Austerity takes its toll with suicides increasing in Greece

Posted Jul 2, 2012 by David Amerland
Greeks, once proud of their country and culture, in desperation are resorting to taking their own lives as debts, evictions and taxes continue to mount.
Central Athens
Central Athens
Desperation is driving many Greeks to take their own lives. There has been a 40 percent increase in the recorded suicide rate in Greece since the austerity measures hit the country.
Caught between dropping employment opportunities and a rising cost of living, made worse by repeated tax hikes, Greeks are struggling to make ends meet. Worst affected are those who live in large cities where businesses have been hardest hit.
Last April Greece had its “Arab Spring flare up moment” when Apostolos Polyzonis, a local businessman facing bankruptcy, set himself alight outside a bank in Thessaloniki. A couple of days later, a former pharmacist on pension, shot himself in the head in Syntagma Square, just outside the Greek Parliament. In the suicide note he left, he said he was protesting against government tax hikes which made it impossible for him to have any kind of dignified life. "This," he wrote, "is preferable to scavenging in rubbish bins looking for food."
Since those two high-profile incidents, Greeks have become accustomed to hearing about suicides in the news reports and the web. This is a country where public services have been the first casualty of the austerity measures. Suicide helplines have long been severely curtailed or completely shut down, leaving those most in need to their own fate.
With the rest of Europe and the world focused on dealing with their own pressing problems brought on by the crisis, Greeks will have to try and work this out themselves any way they can.
Greek society has a long tradition of providing close-knit community support.

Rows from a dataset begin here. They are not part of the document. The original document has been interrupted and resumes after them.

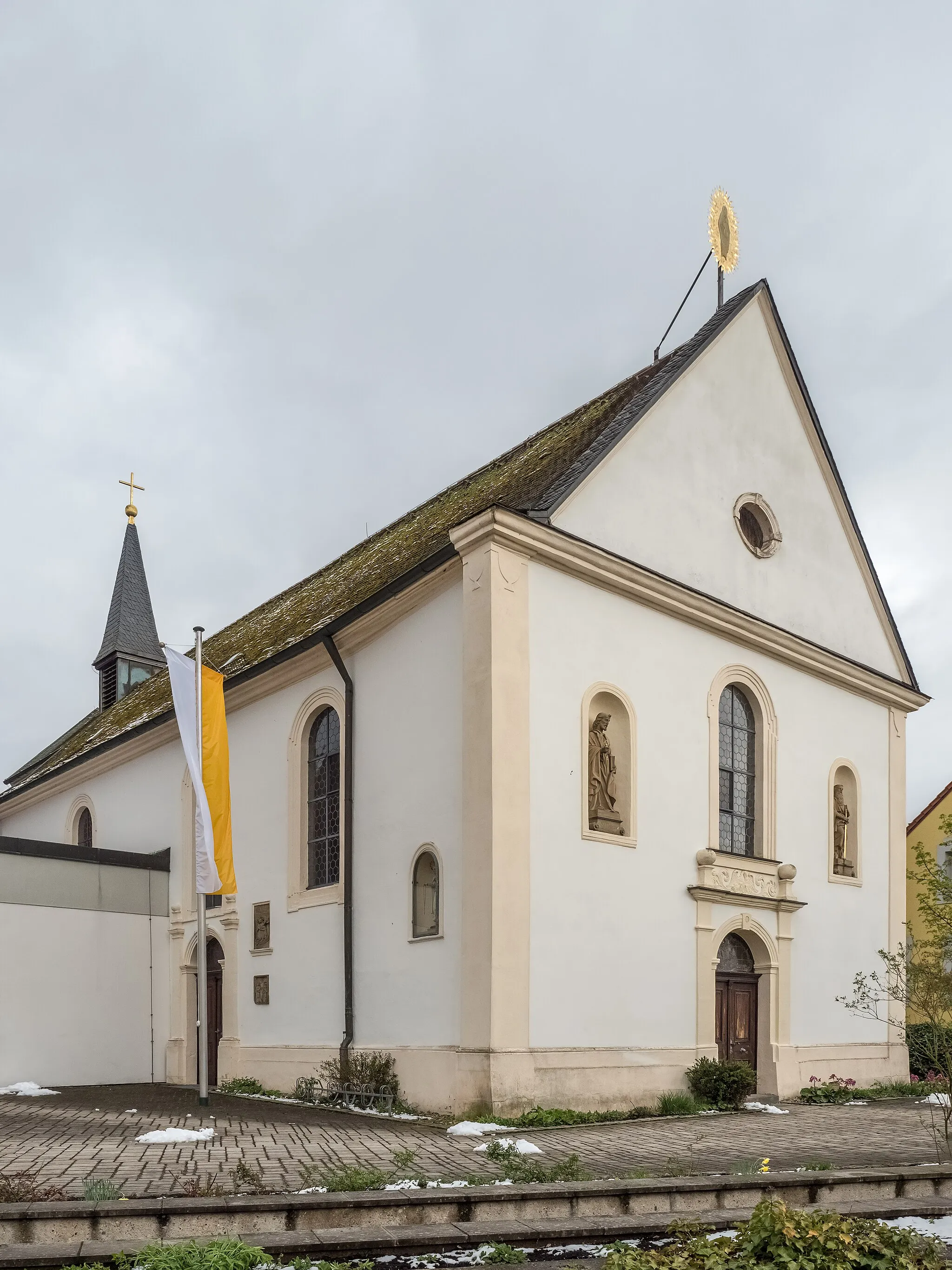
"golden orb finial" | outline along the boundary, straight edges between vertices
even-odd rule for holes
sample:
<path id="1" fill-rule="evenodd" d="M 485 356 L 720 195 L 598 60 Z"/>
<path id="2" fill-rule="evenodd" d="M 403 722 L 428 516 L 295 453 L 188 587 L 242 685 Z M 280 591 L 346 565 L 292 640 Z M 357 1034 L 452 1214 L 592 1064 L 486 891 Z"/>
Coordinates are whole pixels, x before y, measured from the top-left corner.
<path id="1" fill-rule="evenodd" d="M 128 485 L 128 488 L 129 488 L 129 500 L 128 500 L 128 504 L 126 505 L 126 516 L 128 516 L 128 518 L 129 518 L 129 525 L 133 525 L 136 517 L 138 516 L 138 508 L 132 502 L 132 490 L 133 489 L 141 489 L 141 490 L 145 491 L 145 485 L 136 485 L 135 481 L 136 481 L 136 474 L 135 472 L 129 472 L 129 479 L 128 480 L 121 480 L 119 481 L 121 485 Z"/>

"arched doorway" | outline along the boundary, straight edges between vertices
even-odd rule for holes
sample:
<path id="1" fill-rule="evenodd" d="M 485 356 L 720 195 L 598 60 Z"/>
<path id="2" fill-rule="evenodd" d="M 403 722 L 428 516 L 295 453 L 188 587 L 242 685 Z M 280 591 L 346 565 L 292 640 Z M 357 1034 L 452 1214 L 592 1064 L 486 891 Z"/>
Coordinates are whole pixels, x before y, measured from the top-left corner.
<path id="1" fill-rule="evenodd" d="M 211 939 L 207 944 L 208 988 L 208 1085 L 218 1083 L 218 1041 L 222 1038 L 222 959 L 221 944 Z M 195 1055 L 195 1083 L 198 1083 L 198 1055 Z"/>
<path id="2" fill-rule="evenodd" d="M 722 1060 L 750 1063 L 757 1071 L 757 994 L 754 954 L 736 931 L 717 950 L 716 1038 Z"/>

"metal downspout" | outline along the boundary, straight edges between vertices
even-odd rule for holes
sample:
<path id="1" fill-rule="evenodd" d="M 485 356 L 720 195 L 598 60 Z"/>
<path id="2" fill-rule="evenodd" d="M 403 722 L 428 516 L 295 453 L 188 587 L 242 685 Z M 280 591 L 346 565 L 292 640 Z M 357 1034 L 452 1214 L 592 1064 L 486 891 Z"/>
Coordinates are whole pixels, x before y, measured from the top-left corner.
<path id="1" fill-rule="evenodd" d="M 333 635 L 321 641 L 344 681 L 344 1039 L 340 1043 L 340 1080 L 347 1082 L 354 1040 L 354 681 Z"/>

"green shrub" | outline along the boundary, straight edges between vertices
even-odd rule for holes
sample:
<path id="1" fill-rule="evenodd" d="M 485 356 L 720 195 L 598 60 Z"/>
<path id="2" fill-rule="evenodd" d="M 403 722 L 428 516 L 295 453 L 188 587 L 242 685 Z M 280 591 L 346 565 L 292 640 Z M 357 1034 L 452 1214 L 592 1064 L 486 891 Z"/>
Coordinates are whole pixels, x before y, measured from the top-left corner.
<path id="1" fill-rule="evenodd" d="M 604 1270 L 941 1270 L 942 1245 L 913 1231 L 838 1213 L 803 1213 L 762 1200 L 735 1238 L 674 1224 L 661 1247 L 609 1248 Z"/>
<path id="2" fill-rule="evenodd" d="M 906 1045 L 909 1071 L 920 1081 L 925 1081 L 935 1066 L 935 1053 L 952 1049 L 952 1027 L 937 1029 L 932 1024 L 906 1024 Z"/>
<path id="3" fill-rule="evenodd" d="M 235 1076 L 218 1085 L 218 1093 L 264 1093 L 265 1088 L 255 1076 Z M 267 1092 L 272 1092 L 268 1090 Z"/>
<path id="4" fill-rule="evenodd" d="M 385 1173 L 373 1165 L 343 1165 L 340 1168 L 324 1168 L 321 1165 L 301 1166 L 301 1189 L 325 1186 L 329 1191 L 383 1190 L 393 1180 L 392 1173 Z"/>
<path id="5" fill-rule="evenodd" d="M 614 1111 L 572 1111 L 571 1107 L 531 1107 L 518 1116 L 493 1115 L 490 1111 L 467 1113 L 467 1120 L 501 1124 L 508 1129 L 551 1129 L 560 1124 L 609 1124 L 616 1120 L 644 1120 L 658 1115 L 658 1107 L 628 1107 Z"/>
<path id="6" fill-rule="evenodd" d="M 656 1115 L 697 1115 L 703 1110 L 703 1104 L 698 1102 L 693 1093 L 684 1093 L 683 1090 L 666 1090 L 658 1095 Z"/>
<path id="7" fill-rule="evenodd" d="M 757 1072 L 750 1063 L 699 1058 L 684 1074 L 696 1099 L 721 1110 L 739 1107 L 757 1088 Z"/>
<path id="8" fill-rule="evenodd" d="M 536 1156 L 520 1156 L 514 1143 L 504 1147 L 501 1142 L 490 1142 L 486 1160 L 499 1165 L 503 1176 L 514 1182 L 586 1182 L 592 1177 L 575 1154 L 546 1166 Z"/>
<path id="9" fill-rule="evenodd" d="M 0 1173 L 0 1204 L 33 1204 L 66 1198 L 62 1186 L 41 1186 L 37 1173 Z"/>
<path id="10" fill-rule="evenodd" d="M 274 1259 L 263 1248 L 241 1240 L 212 1240 L 211 1243 L 147 1243 L 135 1255 L 113 1257 L 118 1270 L 255 1270 Z"/>
<path id="11" fill-rule="evenodd" d="M 396 1059 L 378 1049 L 355 1049 L 348 1055 L 347 1080 L 341 1078 L 340 1059 L 329 1058 L 317 1068 L 327 1085 L 358 1085 L 369 1093 L 400 1093 Z"/>
<path id="12" fill-rule="evenodd" d="M 847 1080 L 835 1073 L 829 1081 L 821 1081 L 819 1076 L 811 1076 L 810 1083 L 800 1091 L 801 1102 L 849 1102 L 856 1096 L 856 1081 Z"/>
<path id="13" fill-rule="evenodd" d="M 83 1199 L 90 1204 L 103 1204 L 110 1199 L 122 1199 L 122 1191 L 112 1177 L 84 1177 Z"/>
<path id="14" fill-rule="evenodd" d="M 480 1261 L 482 1265 L 520 1266 L 523 1261 L 528 1261 L 522 1248 L 514 1248 L 509 1243 L 490 1243 L 489 1247 L 490 1252 L 480 1248 Z"/>
<path id="15" fill-rule="evenodd" d="M 267 1195 L 270 1193 L 260 1165 L 246 1165 L 244 1160 L 239 1160 L 235 1167 L 228 1170 L 228 1177 L 231 1177 L 231 1189 L 236 1195 L 248 1193 Z"/>

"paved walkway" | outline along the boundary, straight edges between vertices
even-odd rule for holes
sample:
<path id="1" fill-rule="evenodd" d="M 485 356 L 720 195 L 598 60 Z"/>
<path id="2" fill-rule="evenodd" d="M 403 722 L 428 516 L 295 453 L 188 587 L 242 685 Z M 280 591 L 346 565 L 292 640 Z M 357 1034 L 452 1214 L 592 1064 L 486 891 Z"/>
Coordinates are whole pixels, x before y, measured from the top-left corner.
<path id="1" fill-rule="evenodd" d="M 135 1109 L 135 1110 L 133 1110 Z M 57 1097 L 0 1097 L 0 1172 L 36 1172 L 80 1195 L 83 1179 L 110 1177 L 133 1195 L 180 1193 L 176 1177 L 218 1173 L 231 1189 L 237 1161 L 260 1167 L 275 1190 L 297 1190 L 302 1165 L 392 1167 L 395 1151 L 414 1151 L 414 1170 L 432 1177 L 493 1172 L 473 1139 L 415 1121 L 392 1121 L 212 1095 L 199 1116 L 194 1090 L 164 1085 L 66 1088 Z M 190 1116 L 188 1113 L 192 1113 Z M 150 1129 L 212 1126 L 211 1144 L 143 1146 Z M 769 1156 L 773 1168 L 810 1161 L 838 1167 L 935 1163 L 929 1109 L 915 1102 L 791 1106 L 790 1115 L 688 1116 L 621 1124 L 523 1130 L 553 1163 L 578 1152 L 597 1177 L 637 1168 L 661 1173 L 671 1160 L 698 1172 L 725 1172 Z"/>

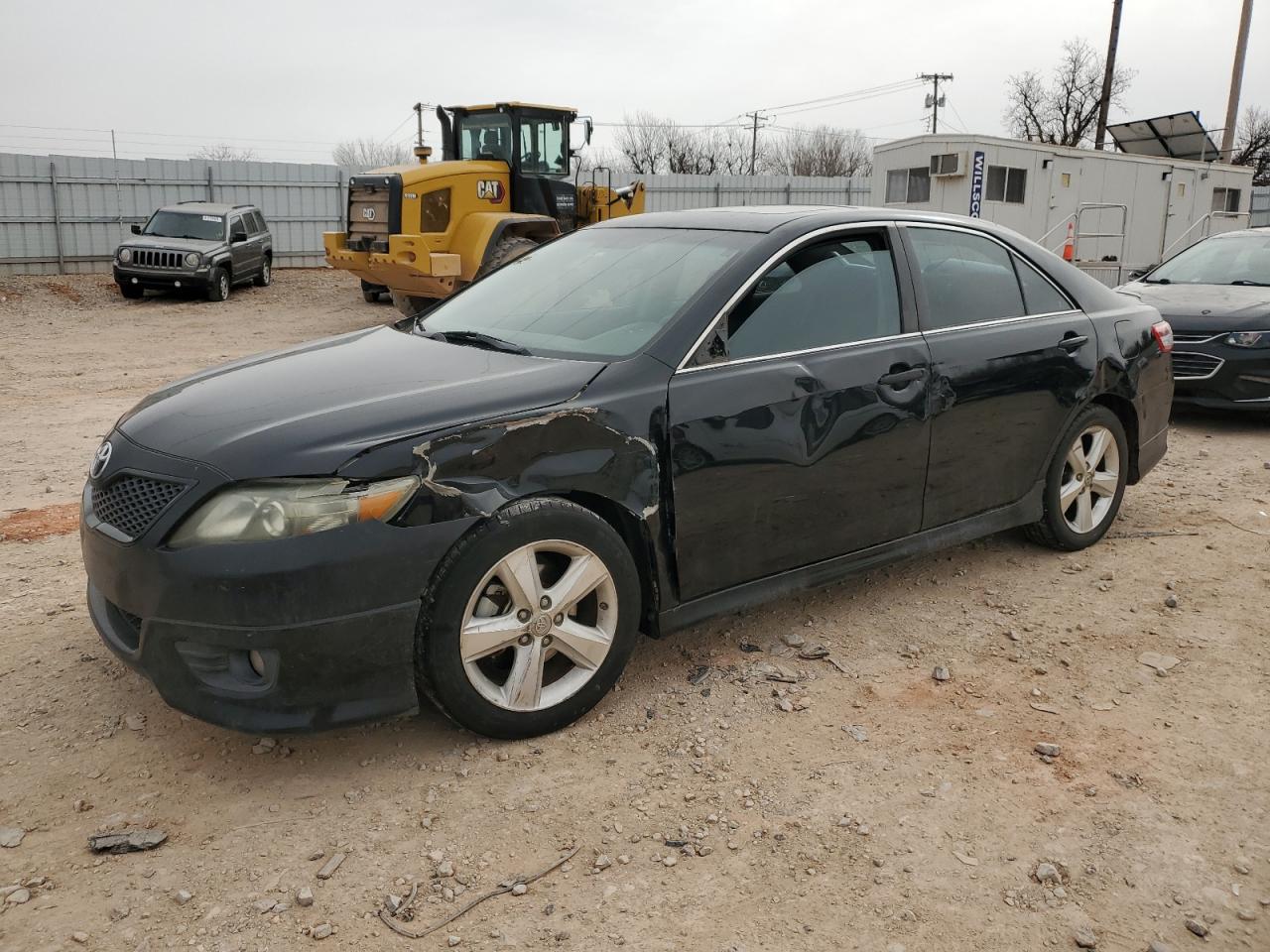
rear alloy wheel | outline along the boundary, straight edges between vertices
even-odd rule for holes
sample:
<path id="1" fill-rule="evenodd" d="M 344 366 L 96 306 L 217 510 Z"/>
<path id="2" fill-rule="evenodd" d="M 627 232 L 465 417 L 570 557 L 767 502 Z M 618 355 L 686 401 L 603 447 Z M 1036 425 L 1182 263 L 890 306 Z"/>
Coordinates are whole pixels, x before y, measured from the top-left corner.
<path id="1" fill-rule="evenodd" d="M 424 597 L 418 682 L 493 737 L 559 730 L 608 693 L 638 638 L 640 584 L 613 528 L 563 499 L 527 499 L 456 543 Z"/>
<path id="2" fill-rule="evenodd" d="M 1045 515 L 1027 527 L 1033 539 L 1076 551 L 1102 538 L 1124 498 L 1128 461 L 1120 419 L 1105 406 L 1082 413 L 1050 463 Z"/>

In times of difficulties, the community as a whole has rallied to those in need before the state could do so. But the constant erosion of wealth and earning power, the high unemployment rate, and the degradation of the standard of living of so many Greeks has conspired to rob Greeks of their pride and unravel even that traditional support.
The result is that Greeks continue to die, their lives subject to the whims of a financial crisis many had nothing to do with, and which they feel powerless to defend themselves against.